Les portes de grenier racontent la vie de leur propriétaire : un serpent désigne un vieillard…

Le dernier thème concerne les rituels agricoles. Chez les Bambaras, au Mali, le cimier rend hommage à l’antilope qui a appris aux hommes à cultiver. Un masque, très beau cimier rassemble de nombreux symboles : les dents du crocodile rappellent la nécessité de l’eau, les courbes du caméléon figurent la patience, les cornes de l’antilope, la rapidité. On trouve aussi les tresses de la femme pour la fécondité, avec le bec du calao.
Certains masques ont des fonctions de contrôle social : si quelqu’un a fauté (vol, adultère) on l’humilie sous l’arbre à palabres. Souvent le coupable prend la fuite et préfère tout abandonner à la honte d’être désigné. D’autres masques doivent faire peur comme les Revenants.
Je remercie chaleureusement la guide pour cette visite.

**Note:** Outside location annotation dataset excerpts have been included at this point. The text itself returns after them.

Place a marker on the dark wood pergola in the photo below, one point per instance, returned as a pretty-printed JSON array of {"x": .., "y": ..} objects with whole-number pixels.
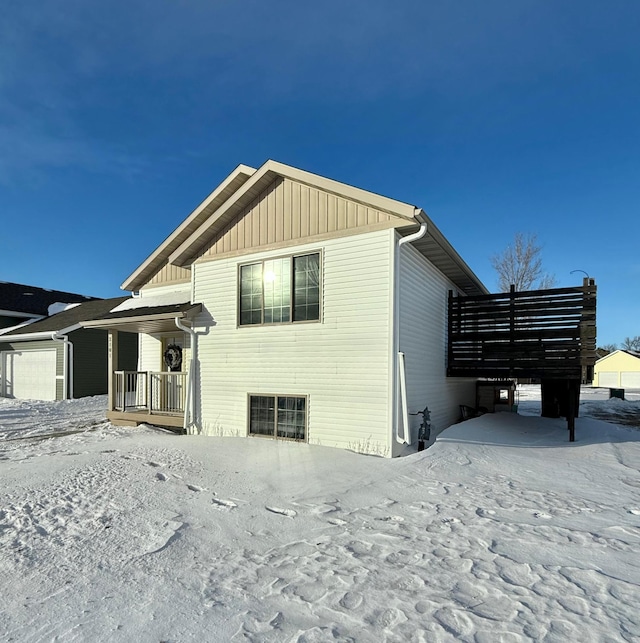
[{"x": 547, "y": 334}]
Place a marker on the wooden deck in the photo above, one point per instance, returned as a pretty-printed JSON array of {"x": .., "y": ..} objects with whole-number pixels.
[{"x": 133, "y": 418}]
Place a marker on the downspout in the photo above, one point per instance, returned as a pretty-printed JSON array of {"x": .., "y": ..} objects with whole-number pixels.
[
  {"x": 188, "y": 407},
  {"x": 398, "y": 357},
  {"x": 67, "y": 365}
]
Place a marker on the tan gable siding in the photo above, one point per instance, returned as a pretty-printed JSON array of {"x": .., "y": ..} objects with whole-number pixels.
[
  {"x": 169, "y": 274},
  {"x": 288, "y": 211}
]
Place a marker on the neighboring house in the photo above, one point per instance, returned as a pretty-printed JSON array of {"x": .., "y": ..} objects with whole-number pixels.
[
  {"x": 294, "y": 306},
  {"x": 20, "y": 303},
  {"x": 54, "y": 358},
  {"x": 620, "y": 369}
]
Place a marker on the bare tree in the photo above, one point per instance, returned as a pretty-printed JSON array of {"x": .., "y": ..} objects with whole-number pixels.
[
  {"x": 631, "y": 343},
  {"x": 520, "y": 264}
]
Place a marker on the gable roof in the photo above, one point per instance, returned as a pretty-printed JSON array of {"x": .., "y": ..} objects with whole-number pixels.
[
  {"x": 33, "y": 301},
  {"x": 65, "y": 321},
  {"x": 220, "y": 208}
]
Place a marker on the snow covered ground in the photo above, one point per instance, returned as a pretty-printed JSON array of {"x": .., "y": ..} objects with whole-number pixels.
[{"x": 501, "y": 531}]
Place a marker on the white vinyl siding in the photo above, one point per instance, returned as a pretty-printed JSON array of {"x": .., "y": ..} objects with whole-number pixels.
[
  {"x": 340, "y": 364},
  {"x": 29, "y": 374},
  {"x": 423, "y": 339}
]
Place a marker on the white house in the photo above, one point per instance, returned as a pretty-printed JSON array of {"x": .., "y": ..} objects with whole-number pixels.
[
  {"x": 619, "y": 369},
  {"x": 293, "y": 306}
]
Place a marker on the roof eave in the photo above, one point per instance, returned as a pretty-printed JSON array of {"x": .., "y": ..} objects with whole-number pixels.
[
  {"x": 160, "y": 254},
  {"x": 269, "y": 171}
]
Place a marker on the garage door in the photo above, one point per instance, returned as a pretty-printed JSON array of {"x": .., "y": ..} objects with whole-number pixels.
[
  {"x": 30, "y": 374},
  {"x": 608, "y": 378},
  {"x": 630, "y": 379}
]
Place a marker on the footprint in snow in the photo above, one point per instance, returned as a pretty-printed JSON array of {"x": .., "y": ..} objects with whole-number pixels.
[
  {"x": 224, "y": 504},
  {"x": 290, "y": 513}
]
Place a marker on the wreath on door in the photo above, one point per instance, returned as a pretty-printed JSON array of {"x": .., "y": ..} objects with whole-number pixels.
[{"x": 173, "y": 357}]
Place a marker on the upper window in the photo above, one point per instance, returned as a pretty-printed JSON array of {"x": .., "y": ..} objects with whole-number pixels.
[{"x": 280, "y": 290}]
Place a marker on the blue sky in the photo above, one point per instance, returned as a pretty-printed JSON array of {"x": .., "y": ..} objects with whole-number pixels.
[{"x": 496, "y": 117}]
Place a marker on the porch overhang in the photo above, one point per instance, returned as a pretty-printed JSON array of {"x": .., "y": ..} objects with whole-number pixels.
[{"x": 149, "y": 319}]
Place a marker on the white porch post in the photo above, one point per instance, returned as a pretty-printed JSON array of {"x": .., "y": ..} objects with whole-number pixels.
[{"x": 112, "y": 366}]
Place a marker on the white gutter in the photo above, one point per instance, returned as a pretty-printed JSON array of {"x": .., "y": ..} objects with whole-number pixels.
[
  {"x": 188, "y": 410},
  {"x": 400, "y": 398}
]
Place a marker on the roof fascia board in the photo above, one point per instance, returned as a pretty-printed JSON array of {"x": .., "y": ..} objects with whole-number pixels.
[
  {"x": 131, "y": 282},
  {"x": 442, "y": 241},
  {"x": 183, "y": 253},
  {"x": 116, "y": 321},
  {"x": 23, "y": 324},
  {"x": 15, "y": 313}
]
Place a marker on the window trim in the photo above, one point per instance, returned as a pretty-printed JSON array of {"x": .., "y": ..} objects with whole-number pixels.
[
  {"x": 274, "y": 436},
  {"x": 292, "y": 257}
]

A l’étage une exposition temporaire est consacrée à la Lutte Sénégalaise – sport national – aux lutteurs. Mor me rejoint et me sert de guide ; Il connait bien les lutteurs et tient à me raconter lui-même les champions et leurs gris-gris. Il y a des portraits et affiches. Ces hommes musclés (parfois gras) qui prennent des poses avantageuses ne m’attirent pas spécialement.
L’exposition Intitulée : Force&Fierté 30 ans de photographie de la photographe Angèle Etoundi Essamba, en revanche m’a enthousiasmée ! Si je suis une fidèle de Photoquai je visite rarement des expositions de photos. Je m’intéresse généralement plus à l’aspect documentaire qu’à l’esthétique de l’œuvre elle-même. Ici, l’image contient une telle force que j’en ai été vraiment remuée. La série de photographie en noir et blanc est d’une grande puissance. Noire, l’artiste qui travaille parmi les blancs joue de symboles. Elle joue des rayures, des zébrures, des griffures blanches sur le corps, le visage ou le vêtement. En couleur, elle donne un visage aux femmes invisibles de Ganvié la cité lacustre béninoise, aux travailleuses des mines…De très belles photos en couleurs célèbrent les matières africaines, la terre, le bois mais aussi l’eau. Etoundi Essamba a aussi donné sa chance à un collectif de jeunes photographes sénégalais qui profitent de sa notoriété pour présenter leurs œuvres.